To the south of the house are yew hedges, shrub borders and steps leading up to a further area of mature wooded garden with two greenhouses and a sunken dell. There are 3 more paddocks and further woodland to the west.

A fine stone paved terrace runs along the east facade of Folkington Manor, overlooking a neatly clipped knot garden with flint paths surrounded by trimmed yew hedges, garden ornaments and a bank of spring bulbs.

==Folkington Manor Stables==

The main stable yard has 17 boxes, tack rooms and feed rooms and lies immediately west of the house. Folkington Manor Stables was formerly a horse racing training establishment. Today Folkington Manor Stables operates a small, exclusive, part livery service. An outdoor school measuring approximately 65 x 35m serves the stables as well as direct access to the stunning South Downs.

==Notable owners==
Former owners include Rupert Gwynne, MP for Eastbourne 1910-24 and father of food writer, Elizabeth David, who inherited the house from his father. On his death the house passed into the hands of his younger brother Roland Gwynne, Mayor of Eastbourne 1928-31, and the possible lover of suspected serial killer John Bodkin Adams.
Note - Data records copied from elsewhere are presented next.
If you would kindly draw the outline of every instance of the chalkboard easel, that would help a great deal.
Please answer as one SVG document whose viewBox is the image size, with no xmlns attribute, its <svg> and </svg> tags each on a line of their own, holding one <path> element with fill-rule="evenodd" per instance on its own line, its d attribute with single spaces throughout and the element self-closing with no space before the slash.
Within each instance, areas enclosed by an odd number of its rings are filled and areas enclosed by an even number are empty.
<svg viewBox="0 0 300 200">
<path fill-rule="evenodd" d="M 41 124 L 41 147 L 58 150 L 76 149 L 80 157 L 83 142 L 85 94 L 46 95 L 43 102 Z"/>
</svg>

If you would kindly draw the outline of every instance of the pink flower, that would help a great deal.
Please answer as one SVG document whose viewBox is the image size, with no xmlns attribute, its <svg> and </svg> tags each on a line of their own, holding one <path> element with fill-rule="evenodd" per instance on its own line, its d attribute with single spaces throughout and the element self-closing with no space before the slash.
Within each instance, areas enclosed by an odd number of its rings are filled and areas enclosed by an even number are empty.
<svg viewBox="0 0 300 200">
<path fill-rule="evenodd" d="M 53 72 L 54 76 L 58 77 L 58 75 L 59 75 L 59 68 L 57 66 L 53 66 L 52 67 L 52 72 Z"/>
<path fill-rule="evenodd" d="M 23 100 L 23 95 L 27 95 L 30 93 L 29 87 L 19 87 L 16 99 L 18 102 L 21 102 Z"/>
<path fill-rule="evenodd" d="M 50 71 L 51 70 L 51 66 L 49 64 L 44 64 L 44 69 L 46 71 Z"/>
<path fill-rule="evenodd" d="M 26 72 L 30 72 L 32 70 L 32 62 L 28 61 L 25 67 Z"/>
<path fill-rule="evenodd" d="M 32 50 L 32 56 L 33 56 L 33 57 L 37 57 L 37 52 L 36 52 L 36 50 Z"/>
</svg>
The owner since 2010 is Harry Brünjes.

==Popular culture==
The house was used as a location for the 1948 film version of the George Moore novel Esther Waters. The film, directed by Ian Dalrymple and Peter Proud, starred Kathleen Ryan (in the title role), Dirk Bogarde (as William Latch), Cyril Cusack, Ivor Barnard and Fay Compton. The story of an unmarried housemaid who becomes pregnant and is abandoned by her footman lover, Esther Waters was the most "English" of his novels. Moore had just returned to England after abandoning his brief interest in the Irish Renaissance theatre movement in 1901, in which he was a founder of the Irish Literary Theatre.

Accounts of life at Folkington Manor appear in the book Violet: The Life and Loves of Violet Gordon Woodhouse by
Jessica Douglas-Home. Violet Gordon Woodhouse was the sister of Rupert Gwynne and one of the century's most gifted musicians, her salon at Wooton Manor was a rural match for London's Bloomsbury gatherings. The first chapter of the book details the long and stormy engagement between Violet's parents, James Gwynne and the musical May Purvis, there was strong opposition from the Gwynnes to James marrying someone of "questionable" descent. James and May set up house in Harley Street in London and at Folkington Manor in Sussex giving birth to Violet and her six brothers and sisters.